When I wrote the recent post about the news articles my cousin Wolfgang had found about our Seligman(n) relatives, I had forgotten that a month earlier Wolfgang had sent me some other items he’d found about our relative, James Seligman—brother of Bernard, my great-great-grandfather, and August, Wolfgang’s great-grandfather. Somehow that earlier email had gotten lost in the mess that is my inbox. My apologies to Wolfgang!
A little more background on James: He was the youngest child of Babette Schoenfeld and Moritz Seligmann, born in about 1853 in Gau-Algesheim. By the time he was 28 in 1881 he had immigrated England where he was a wine merchant in Kilpin, Yorkshire, in conjunction with his brothers August and Hieronymus, who were living in Germany. He took sole control over that business in 1891.
In 1887, James married Henrietta Walker Templeton in London. In 1901, they were living in Scotland, but by the 1920s they had returned to England and were living in Birmingham where he remained for the rest of his life.
Henrietta died on October 4, 1928, and a year later in December 1929, James married his second wife Clara Elizabeth Perry. Clara was 45 years younger than James; she was 31 when they married, he was 76. He died just three months after they married on March 11, 1930. Clara remarried two years later and died in 1981. James did not have children with either of his wives.

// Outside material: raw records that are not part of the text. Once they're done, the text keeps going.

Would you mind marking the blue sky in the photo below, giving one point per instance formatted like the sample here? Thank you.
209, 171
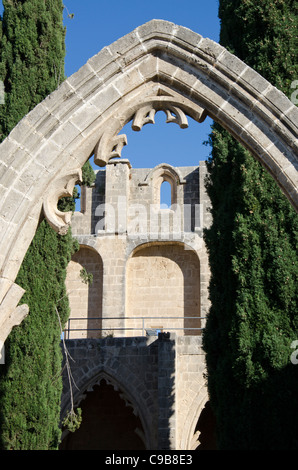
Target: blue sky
98, 23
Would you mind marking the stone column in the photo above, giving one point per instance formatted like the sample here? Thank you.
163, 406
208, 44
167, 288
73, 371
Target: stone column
167, 391
117, 194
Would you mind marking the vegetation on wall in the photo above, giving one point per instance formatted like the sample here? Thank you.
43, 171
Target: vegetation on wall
252, 247
31, 66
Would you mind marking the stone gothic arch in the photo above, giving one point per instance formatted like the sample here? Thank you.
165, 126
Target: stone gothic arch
158, 66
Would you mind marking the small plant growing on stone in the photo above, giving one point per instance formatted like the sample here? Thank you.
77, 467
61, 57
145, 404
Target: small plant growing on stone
86, 277
73, 420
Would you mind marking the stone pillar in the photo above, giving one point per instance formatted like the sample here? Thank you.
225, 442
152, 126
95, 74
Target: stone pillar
117, 194
167, 391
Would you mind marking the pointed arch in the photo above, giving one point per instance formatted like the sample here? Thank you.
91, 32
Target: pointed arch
158, 66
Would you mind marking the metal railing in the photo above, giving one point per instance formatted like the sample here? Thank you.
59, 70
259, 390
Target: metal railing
146, 330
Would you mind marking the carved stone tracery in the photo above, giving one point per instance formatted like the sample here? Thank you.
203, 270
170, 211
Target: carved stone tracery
175, 107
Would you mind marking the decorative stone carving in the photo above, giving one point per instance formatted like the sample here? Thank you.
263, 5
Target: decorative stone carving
146, 115
111, 144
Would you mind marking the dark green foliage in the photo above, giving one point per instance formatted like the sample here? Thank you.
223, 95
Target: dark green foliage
252, 247
31, 56
31, 66
30, 385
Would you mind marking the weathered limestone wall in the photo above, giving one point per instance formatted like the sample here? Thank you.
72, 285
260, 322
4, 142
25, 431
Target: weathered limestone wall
164, 282
85, 300
154, 270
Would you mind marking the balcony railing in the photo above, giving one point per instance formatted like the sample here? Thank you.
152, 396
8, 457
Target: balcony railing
145, 326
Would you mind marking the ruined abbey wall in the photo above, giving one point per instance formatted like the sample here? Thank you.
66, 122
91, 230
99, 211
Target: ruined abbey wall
149, 263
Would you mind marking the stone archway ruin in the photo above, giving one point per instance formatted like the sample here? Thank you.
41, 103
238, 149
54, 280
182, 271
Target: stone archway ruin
158, 66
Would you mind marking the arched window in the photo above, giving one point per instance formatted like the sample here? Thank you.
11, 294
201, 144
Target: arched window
165, 195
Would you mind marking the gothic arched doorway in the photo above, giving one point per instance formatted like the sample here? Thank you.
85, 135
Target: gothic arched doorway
109, 422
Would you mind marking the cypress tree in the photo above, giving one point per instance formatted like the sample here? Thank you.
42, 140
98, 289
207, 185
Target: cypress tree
32, 66
252, 247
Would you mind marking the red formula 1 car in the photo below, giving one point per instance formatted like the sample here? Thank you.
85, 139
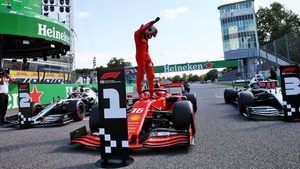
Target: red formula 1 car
152, 123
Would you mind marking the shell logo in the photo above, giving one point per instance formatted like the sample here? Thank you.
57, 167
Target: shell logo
135, 117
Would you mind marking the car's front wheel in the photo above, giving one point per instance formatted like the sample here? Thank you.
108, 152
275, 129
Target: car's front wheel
77, 109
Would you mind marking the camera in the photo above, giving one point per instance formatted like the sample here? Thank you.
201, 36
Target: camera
4, 71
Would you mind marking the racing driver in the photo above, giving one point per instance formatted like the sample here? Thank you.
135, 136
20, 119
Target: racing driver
144, 62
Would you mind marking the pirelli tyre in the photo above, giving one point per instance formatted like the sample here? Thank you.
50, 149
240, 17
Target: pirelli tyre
192, 98
182, 115
94, 119
245, 99
76, 108
230, 95
36, 108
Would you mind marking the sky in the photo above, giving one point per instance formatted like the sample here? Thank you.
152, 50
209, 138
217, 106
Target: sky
189, 30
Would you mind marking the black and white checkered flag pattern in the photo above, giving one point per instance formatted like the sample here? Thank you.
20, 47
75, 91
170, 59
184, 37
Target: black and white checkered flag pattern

Wolfgang found an obituary for James in the March 14, 1930 issue of the Birmingham Gazette:
Mr. James Seligman
Death of Birmingham Hotel Expert
The death has occurred at the age of 77 of Mr. James Seligman, of 11 Yately-road, Edgbaston, Birmingham.
Formerly in business in Scotland, where he owned a number of hotels, Mr. Seligman was managing director of the Grand and Midland Hotels, Birmingham, and of the King’s Head Hotel, Sheffield.
He was an expert on all business matters connected with hotel management, and was often consulted by proprietors and managers of hotel establishments in all parts of the country.
He was the sole proprietor of Seligman and Co., wine merchanges, Colmore-row, Birmingham, and although ill in bed, was dealing with business affairs up to within a few hours of his death.
A great lover of music, Mr. Seligman was a regular concert-goer and an enthusiastic supporter of musical societies.
A funeral service will be held at Perry Barr Crematorium on Saturday.
From the obituary, Wolfgang knew where James had lived and captured this photograph of the former residence from Google Maps:
He also sent me this photograph of the Grand Hotel in Birmingham where James had been the managing director:
Interestingly, Wolfgang located an ad for Seligman’s Wine Merchants in the October 30, 1969, Birmingham Daily Post. It was still located on Colmore Row in Birmingham and called Seligman’s almost forty years after James died in 1930.
Thank you again to Wolfgang for sharing these items which shed more light on the personality and life of James Seligman, my three-times great-uncle and Wolfgang’s great-great-uncle.